AI drives unprecedented data growth.

As models advance and AI becomes pervasive, data creation will grow exponentially.

Creation and innovation will explode with AI.

Generative AI is ushering in a new era where rich media proliferates in nearly every facet of daily life, from personalised gaming to medical imaging to content production and beyond.

The AI applications that empower users to create, analyse, and develop are becoming more accessible, unleashing AI-driven data growth. And it’s just the beginning. People and machines will generate data at a pace unlike any before as innovative use cases scale.

AI is a data growth force multiplier.

AI has always been a data consumer. Now, it's a powerful data creator.

In just 1.5 years, AI created 15 billion images.¹ By 2028, image and video creation with AI models will grow 167 times.² Ultimately, the age of AI is sparking a major data growth inflection point driven by three key factors: richer content, more replication and longer retention.

Richer content.

The transformative potential of AI lies in multimodal models that consume and produce rich media.

More replication.

AI data gets copied countless times as models are trained and produce outputs.

Longer retention.

Preserving data fuels AI development and provides transparency.

Richer content.

The transformative potential of AI lies in multimodal models that consume and produce rich media.

The smart chatbots and search summaries we use today are mere baby steps in AI's growth. The real transformative potential lies in multimodal AI models that consume and produce rich media.

Richer inputs — like imagery, audio, video and 3D animation — create richer outputs that can support stronger, more intuitive experiences. As multimodal AI applications expand in scope and capabilities, people and businesses will be able to create at an unprecedented pace.

Future rich media AI will touch industries everywhere.
  • High-resolution 3D motion graphics for gaming
  • Ultra HD video for virtual sets in filmmaking, complete with animated extras
  • 3D CAD generators and physics simulators for architecture, engineering, construction and manufacturing
  • AI medical assistants in radiology, oncology, surgery
  • Molecular synthesis for drug discovery and testing
  • Hyper-personalised advertising, games and online experiences
     
All this rich media will be used to enhance next-gen AI models.

In this new world where we can create hours of content, thousands of images, and terabytes of data, three things will happen. More people will use AI to create increasingly data-intensive content, AI will vacuum up all that data for training the next generation of models, and the amount of data the world creates and stores will explode.

More replication.

AI data gets copied countless times as models are trained and produce outputs.

Enabling successful AI models and applications requires more data replication. Whether to ensure model quality through checkpointing, distribute applications geographically, iterate outputs, or modify them into multiple formats, copying data is integral to AI as models are dispersed across cloud and enterprise environments.

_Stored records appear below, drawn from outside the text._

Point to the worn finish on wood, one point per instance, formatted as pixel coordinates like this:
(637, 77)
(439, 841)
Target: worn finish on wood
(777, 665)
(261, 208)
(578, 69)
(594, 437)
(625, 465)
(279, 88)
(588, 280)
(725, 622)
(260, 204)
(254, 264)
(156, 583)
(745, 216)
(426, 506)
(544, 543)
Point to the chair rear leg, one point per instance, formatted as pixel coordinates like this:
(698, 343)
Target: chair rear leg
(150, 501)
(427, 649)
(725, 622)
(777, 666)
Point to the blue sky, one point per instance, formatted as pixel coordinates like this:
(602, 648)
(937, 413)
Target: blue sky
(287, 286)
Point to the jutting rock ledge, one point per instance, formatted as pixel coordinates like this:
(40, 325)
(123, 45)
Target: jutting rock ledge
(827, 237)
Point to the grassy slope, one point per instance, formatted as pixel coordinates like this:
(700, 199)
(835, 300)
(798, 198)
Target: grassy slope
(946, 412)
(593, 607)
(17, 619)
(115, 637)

Generating and duplicating new content is only a portion of the replication that happens throughout the AI data lifecycle. Data footprints mushroom during the AI development and production processes, and expand exponentially once AI deploys and begins generating content. Throughout the cycle, the entire data ecosystem gets duplicated repeatedly for regulatory compliance.

Replication multiplies data at every step.
  • As data is discovered, collated, and labelled for training, it's also duplicated.
  • Regular checkpoints during training back up progress, creating hundreds of heavy files in a typical training run.
  • When models and applications are deployed, their data is copied at numerous nodes and instances.
  • More and more people will use AI to create and iterate multiple concepts, experiments and versions.
Longer retention.

Preserving data fuels AI development and provides transparency.

The data an AI model consumes and creates is a treasure trove of model behavior, usage patterns, and raw material. The more data we preserve, the better we can train and optimize models to produce better quality output.

Training a model begins with a large pool of labelled data. Saving data throughout the training run, including checkpoint data, can provide insight into future model behaviour. Once the model is deployed and generating results, each prompt and response is a valuable source for evaluating model performance, tuning the model, and preparing the next training run.

Data should be preserved at every reasonable point in the data cycle. 
  • Improving and developing AI requires fresh data and insights — preserved data can provide it.
  • Smarter AI in the future may be able to draw insights from stored data, creating new value. 
  • Copyright laws demand works be licensed for use; preserving data provides an auditable trail.
  • Regulations require secure storage to demonstrate compliance with privacy, legal and ethical guidelines.
Trustworthy AI depends on data transparency.

Keeping data long term is critical for establishing an AI model's trustworthiness. Documenting each decision the model makes and analysing the results helps developers spot model drift and hallucinations.

Tracing errors back to training data can help unpack a given model's decision-making processes and provide data for retraining and optimisation. All these data points should be preserved and shared to provide objective, transparent evidence of the model's performance.